PASE: Phoneme-Aware Speech Encoder to Improve Lip Sync Accuracy for Talking Head Synthesis
This work addresses lip sync accuracy for talking head synthesis, which is important for applications like virtual avatars and video generation, and it is incremental by building on existing pre-trained acoustic models.
The paper tackled the problem of inaccurate and unstable lip motion in talking head synthesis due to phoneme-viseme alignment ambiguity by proposing PASE, a phoneme-aware speech encoder that introduces phoneme embeddings and contrastive alignment, resulting in state-of-the-art performance with improvements of 13.7% and 14.2% over conventional methods in lip sync accuracy.
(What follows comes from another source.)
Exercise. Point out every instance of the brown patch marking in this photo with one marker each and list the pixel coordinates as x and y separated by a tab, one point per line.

Recent talking head synthesis works typically adopt speech features extracted from large-scale pre-trained acoustic models. However, the intrinsic many-to-many relationship between speech and lip motion causes phoneme-viseme alignment ambiguity, leading to inaccurate and unstable lips. To further improve lip sync accuracy, we propose PASE (Phoneme-Aware Speech Encoder), a novel speech representation model that bridges the gap between phonemes and visemes. PASE explicitly introduces phoneme embeddings as alignment anchors and employs a contrastive alignment module to enhance the discriminability between corresponding audio-visual pairs. In addition, a prediction and reconstruction task is designed to improve robustness under noise and partial modality absence. Experimental results show PASE significantly improves lip sync accuracy and achieves state-of-the-art performance across both NeRF- and 3DGS-based rendering frameworks, outperforming conventional methods based on acoustic features by 13.7 % and 14.2 %, respectively. Importantly, PASE can be seamlessly integrated into diverse talking head pipelines to improve the lip sync accuracy without architectural modifications.